Rachid Madrane, 46 ans, n’est pas peu fier de se présenter comme un produit de la méritocratie. C’est un fait, et sa sincérité n’est pas feinte. De quoi en irriter quelques-uns.  » Rachid est le prince prolétarien. Mais il surjoue cette enfance. On est en politique… « , critique une députée libérale.  » Un jour, il est l’enfant issu de l’immigration, un autre, il est un citoyen belge à part entière. C’est un peu comme ça l’arrange…  » Lui se montre agacé qu’on le renvoie sans cesse à ses origines.  » Pour eux (NDLR : les libéraux), je resterai un immigré !  »
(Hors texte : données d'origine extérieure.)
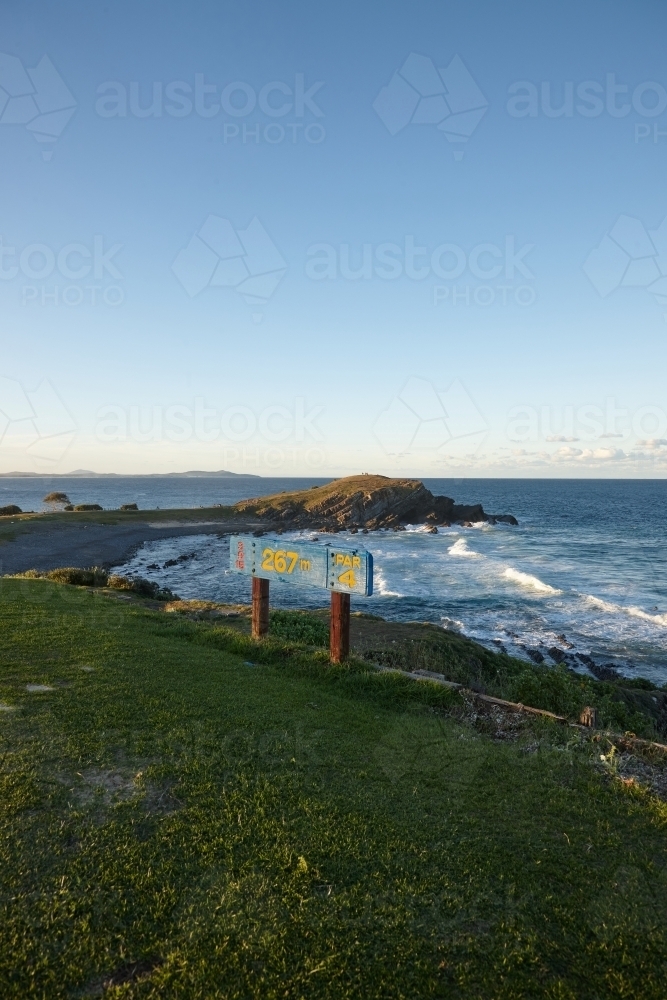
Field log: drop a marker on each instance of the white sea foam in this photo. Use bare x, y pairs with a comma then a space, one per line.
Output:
381, 587
460, 548
620, 609
528, 581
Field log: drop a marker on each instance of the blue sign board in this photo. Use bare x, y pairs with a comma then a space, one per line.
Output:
303, 564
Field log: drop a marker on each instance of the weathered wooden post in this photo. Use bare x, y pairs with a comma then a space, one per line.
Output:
340, 570
339, 628
260, 607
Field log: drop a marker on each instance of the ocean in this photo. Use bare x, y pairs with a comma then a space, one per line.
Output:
585, 571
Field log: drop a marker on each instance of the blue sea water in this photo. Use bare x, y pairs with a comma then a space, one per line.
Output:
587, 562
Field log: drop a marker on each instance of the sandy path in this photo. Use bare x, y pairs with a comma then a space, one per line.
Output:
49, 546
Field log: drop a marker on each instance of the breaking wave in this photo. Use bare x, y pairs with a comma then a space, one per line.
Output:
460, 548
631, 610
528, 581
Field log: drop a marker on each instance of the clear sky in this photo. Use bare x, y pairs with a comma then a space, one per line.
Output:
314, 239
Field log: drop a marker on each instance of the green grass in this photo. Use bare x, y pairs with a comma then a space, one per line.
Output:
205, 828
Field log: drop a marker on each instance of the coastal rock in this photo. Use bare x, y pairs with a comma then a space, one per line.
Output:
503, 518
365, 501
9, 510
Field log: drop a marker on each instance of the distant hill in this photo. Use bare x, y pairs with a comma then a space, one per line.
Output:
87, 474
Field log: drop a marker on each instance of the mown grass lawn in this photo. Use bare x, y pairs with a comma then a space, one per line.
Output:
176, 822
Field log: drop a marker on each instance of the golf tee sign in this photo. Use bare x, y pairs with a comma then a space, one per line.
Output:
303, 564
338, 569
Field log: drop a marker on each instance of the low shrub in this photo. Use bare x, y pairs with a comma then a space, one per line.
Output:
142, 587
295, 626
9, 510
95, 576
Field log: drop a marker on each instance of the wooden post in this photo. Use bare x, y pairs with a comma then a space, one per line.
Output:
260, 607
588, 717
339, 628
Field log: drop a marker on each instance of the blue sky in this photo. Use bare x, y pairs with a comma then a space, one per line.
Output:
177, 275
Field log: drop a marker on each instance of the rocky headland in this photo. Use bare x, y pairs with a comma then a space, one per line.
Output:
365, 502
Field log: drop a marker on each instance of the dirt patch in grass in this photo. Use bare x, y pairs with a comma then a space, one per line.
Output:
129, 972
107, 784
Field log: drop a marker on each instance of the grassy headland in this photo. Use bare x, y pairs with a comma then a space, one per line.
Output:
186, 813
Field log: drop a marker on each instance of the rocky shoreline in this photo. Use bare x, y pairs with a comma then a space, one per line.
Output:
366, 503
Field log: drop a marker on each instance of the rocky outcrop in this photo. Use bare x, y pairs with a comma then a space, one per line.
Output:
9, 510
363, 502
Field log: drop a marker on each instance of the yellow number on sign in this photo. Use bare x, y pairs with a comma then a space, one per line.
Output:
280, 562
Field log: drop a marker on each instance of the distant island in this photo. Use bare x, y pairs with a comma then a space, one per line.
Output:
87, 474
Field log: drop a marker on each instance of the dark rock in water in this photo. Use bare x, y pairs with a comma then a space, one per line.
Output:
604, 671
366, 501
9, 510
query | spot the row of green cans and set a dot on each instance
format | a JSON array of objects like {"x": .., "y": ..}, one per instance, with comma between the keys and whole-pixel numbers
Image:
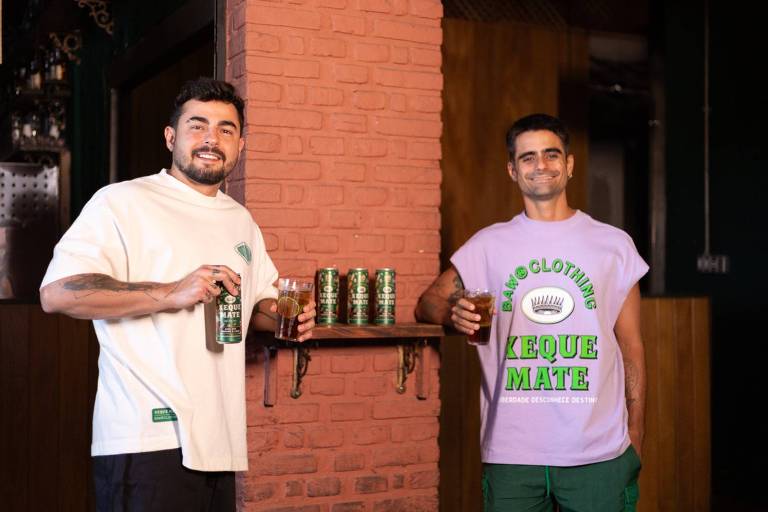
[{"x": 358, "y": 293}]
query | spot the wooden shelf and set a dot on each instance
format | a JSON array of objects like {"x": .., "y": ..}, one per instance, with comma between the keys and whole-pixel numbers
[{"x": 359, "y": 332}]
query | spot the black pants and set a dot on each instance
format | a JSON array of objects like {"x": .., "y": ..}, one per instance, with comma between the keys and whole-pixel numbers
[{"x": 156, "y": 481}]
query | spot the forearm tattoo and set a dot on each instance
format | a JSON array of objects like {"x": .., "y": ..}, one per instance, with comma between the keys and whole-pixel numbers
[
  {"x": 86, "y": 285},
  {"x": 631, "y": 379}
]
 » La lutte antiraciste est le point de départ de mon engagement. Ce racisme que mon père vivait tous les jours…  » Rachid Madrane prend sa carte au PS en 1985, mais il ne veut être qu’un élu belge, pas le représentant d’une minorité, et incarner une gauche  » ouverte et généreuse « .  » J’en ai assez de ce procès en communautarisme. Le PS n’est pas le parti des étrangers. Non, il défend tout le monde « , répète ce jeune père, marié à une Belge de souche, et laïque affirmé, qui appelle à  » un islam conforme aux valeurs qu’on défend, comme la démocratie et l’égalité des hommes et des femmes « . L’actualité, les attentats, la lutte contre le radicalisme ont mis sur orbite le ministre de l’Aide à la jeunesse, qui multiplie désormais les apparitions, alors que ses rares annonces passaient jusqu’ici presque inaperçues.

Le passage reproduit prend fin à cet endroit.